L’ambition du projet dépasse la seule démonstration d’un saut balistique. SALTO vise à faire mûrir et à valider un spectre étendu de technologies nécessaires aux futurs systèmes de lancement réutilisables européens : motorisation méthane-oxygène, guidage et navigation autonomes, tenue structurelle lors de la rentrée atmosphérique, systèmes d’atterrissage contrôlé. Autant de briques technologiques dont la maîtrise conditionne la compétitivité à long terme de l’industrie spatiale européenne face à des acteurs qui disposent déjà d’une avance opérationnelle significative.
Le choix du centre spatial d’Esrange, géré par SSC Space en Suède, comme terrain d’expérimentation s’inscrit dans la logique d’une infrastructure spatiale européenne distribuée, capable d’accueillir des essais de haute technicité en dehors des sites historiques de Kourou. Cette décision illustre également la volonté de diversifier les capacités de test au sein du territoire de l’Union, réduisant ainsi les dépendances géographiques.

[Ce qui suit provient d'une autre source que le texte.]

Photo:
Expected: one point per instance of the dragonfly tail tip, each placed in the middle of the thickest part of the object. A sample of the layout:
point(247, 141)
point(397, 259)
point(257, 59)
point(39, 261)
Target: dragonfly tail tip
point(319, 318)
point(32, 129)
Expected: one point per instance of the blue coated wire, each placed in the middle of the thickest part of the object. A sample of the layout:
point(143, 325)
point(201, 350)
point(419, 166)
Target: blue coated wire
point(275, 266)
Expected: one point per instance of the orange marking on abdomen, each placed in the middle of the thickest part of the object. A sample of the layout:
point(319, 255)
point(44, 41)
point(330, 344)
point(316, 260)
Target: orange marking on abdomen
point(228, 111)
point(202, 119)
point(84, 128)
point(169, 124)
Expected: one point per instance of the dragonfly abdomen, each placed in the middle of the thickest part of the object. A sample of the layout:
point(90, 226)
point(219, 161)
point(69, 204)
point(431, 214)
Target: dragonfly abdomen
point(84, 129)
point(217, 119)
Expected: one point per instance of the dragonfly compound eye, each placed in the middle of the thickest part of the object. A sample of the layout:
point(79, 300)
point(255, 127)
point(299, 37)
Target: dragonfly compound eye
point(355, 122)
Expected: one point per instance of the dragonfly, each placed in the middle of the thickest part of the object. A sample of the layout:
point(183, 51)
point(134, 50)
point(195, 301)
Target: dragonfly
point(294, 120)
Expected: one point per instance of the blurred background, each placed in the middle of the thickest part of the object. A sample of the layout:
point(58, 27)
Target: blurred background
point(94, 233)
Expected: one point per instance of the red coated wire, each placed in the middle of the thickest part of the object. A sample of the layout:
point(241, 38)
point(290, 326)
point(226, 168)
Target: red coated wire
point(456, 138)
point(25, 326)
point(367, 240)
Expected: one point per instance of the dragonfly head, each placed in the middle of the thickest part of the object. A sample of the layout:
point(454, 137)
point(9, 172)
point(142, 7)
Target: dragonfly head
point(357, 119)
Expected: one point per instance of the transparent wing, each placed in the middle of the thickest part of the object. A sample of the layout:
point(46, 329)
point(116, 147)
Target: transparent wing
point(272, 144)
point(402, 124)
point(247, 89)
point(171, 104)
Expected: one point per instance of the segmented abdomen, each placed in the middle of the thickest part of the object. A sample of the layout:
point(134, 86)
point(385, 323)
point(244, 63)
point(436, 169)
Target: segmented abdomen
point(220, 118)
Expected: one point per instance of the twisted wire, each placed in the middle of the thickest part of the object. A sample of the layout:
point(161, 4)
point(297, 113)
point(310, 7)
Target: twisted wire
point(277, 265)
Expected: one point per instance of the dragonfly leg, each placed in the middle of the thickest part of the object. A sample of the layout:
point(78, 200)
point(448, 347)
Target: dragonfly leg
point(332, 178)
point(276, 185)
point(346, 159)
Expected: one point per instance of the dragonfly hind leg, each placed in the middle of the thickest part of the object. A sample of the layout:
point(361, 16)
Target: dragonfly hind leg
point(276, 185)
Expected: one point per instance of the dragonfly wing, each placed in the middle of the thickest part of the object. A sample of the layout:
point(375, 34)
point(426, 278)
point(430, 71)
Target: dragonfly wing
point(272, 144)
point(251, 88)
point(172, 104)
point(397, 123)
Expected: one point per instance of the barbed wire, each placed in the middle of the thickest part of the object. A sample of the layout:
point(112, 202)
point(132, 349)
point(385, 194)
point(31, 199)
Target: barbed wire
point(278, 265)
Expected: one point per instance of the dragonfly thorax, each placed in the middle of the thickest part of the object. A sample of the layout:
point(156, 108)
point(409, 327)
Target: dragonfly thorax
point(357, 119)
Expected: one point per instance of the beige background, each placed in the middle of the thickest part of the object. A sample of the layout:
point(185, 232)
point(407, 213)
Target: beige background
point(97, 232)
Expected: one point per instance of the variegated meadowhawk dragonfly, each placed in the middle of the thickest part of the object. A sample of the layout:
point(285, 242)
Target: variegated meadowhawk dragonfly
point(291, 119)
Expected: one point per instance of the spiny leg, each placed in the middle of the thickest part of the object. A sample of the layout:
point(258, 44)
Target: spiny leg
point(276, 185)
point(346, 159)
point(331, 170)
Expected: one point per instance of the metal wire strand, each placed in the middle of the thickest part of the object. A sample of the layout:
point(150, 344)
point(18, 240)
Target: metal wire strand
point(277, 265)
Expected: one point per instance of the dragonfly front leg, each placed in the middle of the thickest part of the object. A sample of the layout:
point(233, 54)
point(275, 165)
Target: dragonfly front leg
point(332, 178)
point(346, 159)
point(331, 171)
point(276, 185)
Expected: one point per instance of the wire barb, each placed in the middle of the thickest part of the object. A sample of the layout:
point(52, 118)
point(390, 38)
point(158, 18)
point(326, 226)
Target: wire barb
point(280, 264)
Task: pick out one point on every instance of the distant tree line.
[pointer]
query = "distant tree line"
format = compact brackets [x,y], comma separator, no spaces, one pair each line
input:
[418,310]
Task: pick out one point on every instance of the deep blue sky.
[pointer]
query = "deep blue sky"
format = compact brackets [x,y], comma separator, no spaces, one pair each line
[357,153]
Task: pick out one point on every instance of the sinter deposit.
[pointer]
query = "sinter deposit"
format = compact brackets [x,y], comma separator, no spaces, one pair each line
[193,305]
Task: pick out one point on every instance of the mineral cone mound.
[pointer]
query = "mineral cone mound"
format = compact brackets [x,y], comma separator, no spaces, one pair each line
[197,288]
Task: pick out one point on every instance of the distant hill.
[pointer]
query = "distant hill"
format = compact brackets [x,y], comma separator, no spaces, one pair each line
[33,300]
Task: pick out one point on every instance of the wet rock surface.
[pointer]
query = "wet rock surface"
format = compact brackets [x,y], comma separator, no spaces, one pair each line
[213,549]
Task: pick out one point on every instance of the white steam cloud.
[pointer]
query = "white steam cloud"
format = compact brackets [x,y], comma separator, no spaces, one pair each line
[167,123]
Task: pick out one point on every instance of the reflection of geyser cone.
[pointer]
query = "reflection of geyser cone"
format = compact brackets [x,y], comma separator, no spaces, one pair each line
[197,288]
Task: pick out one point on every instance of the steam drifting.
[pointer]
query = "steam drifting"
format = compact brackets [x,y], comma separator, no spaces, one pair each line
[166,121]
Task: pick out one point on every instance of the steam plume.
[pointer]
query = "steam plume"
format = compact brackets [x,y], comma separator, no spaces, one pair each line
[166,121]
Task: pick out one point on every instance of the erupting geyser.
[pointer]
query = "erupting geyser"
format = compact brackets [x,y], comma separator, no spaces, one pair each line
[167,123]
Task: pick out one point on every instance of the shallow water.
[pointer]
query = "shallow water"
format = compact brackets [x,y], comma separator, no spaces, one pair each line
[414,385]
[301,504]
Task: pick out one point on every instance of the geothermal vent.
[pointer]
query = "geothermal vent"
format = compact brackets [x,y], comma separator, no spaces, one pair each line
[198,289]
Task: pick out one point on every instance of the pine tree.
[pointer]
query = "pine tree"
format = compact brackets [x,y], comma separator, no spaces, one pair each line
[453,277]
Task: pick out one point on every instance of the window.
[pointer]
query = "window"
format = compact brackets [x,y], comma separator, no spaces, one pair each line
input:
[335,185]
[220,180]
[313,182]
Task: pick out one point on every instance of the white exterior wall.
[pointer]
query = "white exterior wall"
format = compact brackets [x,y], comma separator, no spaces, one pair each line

Un enjeu de souveraineté pour l’industrie spatiale du continent
La réutilisation des étages de lanceurs représente aujourd’hui l’un des vecteurs les plus puissants de réduction des coûts d’accès à l’espace. En permettant de récupérer et de refaire voler les composants les plus onéreux d’un lanceur, cette technologie peut transformer radicalement l’équation économique du secteur. Les acteurs qui ne maîtriseront pas ces technologies dans les prochaines années risquent de se retrouver structurellement désavantagés sur un marché des services de lancement de plus en plus concurrentiel.
Pour l’Europe, dont les lanceurs institutionnels ont longtemps reposé sur une logique d’usage unique, la maîtrise de la réutilisation n’est pas seulement une question de performance technique : c’est une condition de sa souveraineté dans l’accès à l’espace. Le programme Themis-SALTO constitue à cet égard une réponse industrielle structurée, adossée à un financement public européen et portée par un réseau d’acteurs répartis sur l’ensemble du continent.
La prochaine échéance de la campagne, le Hop Test proprement dit, verra Themis effectuer un vol balistique de faible altitude suivi d’une tentative de récupération contrôlée. Ce jalon sera le premier du genre réalisé en Europe, et son succès conditionnera la trajectoire du programme vers des démonstrateurs de plus grande envergure. Les décideurs industriels et institutionnels suivront avec attention les résultats de cette fenêtre de tir, dont la date reste à confirmer par ArianeGroup.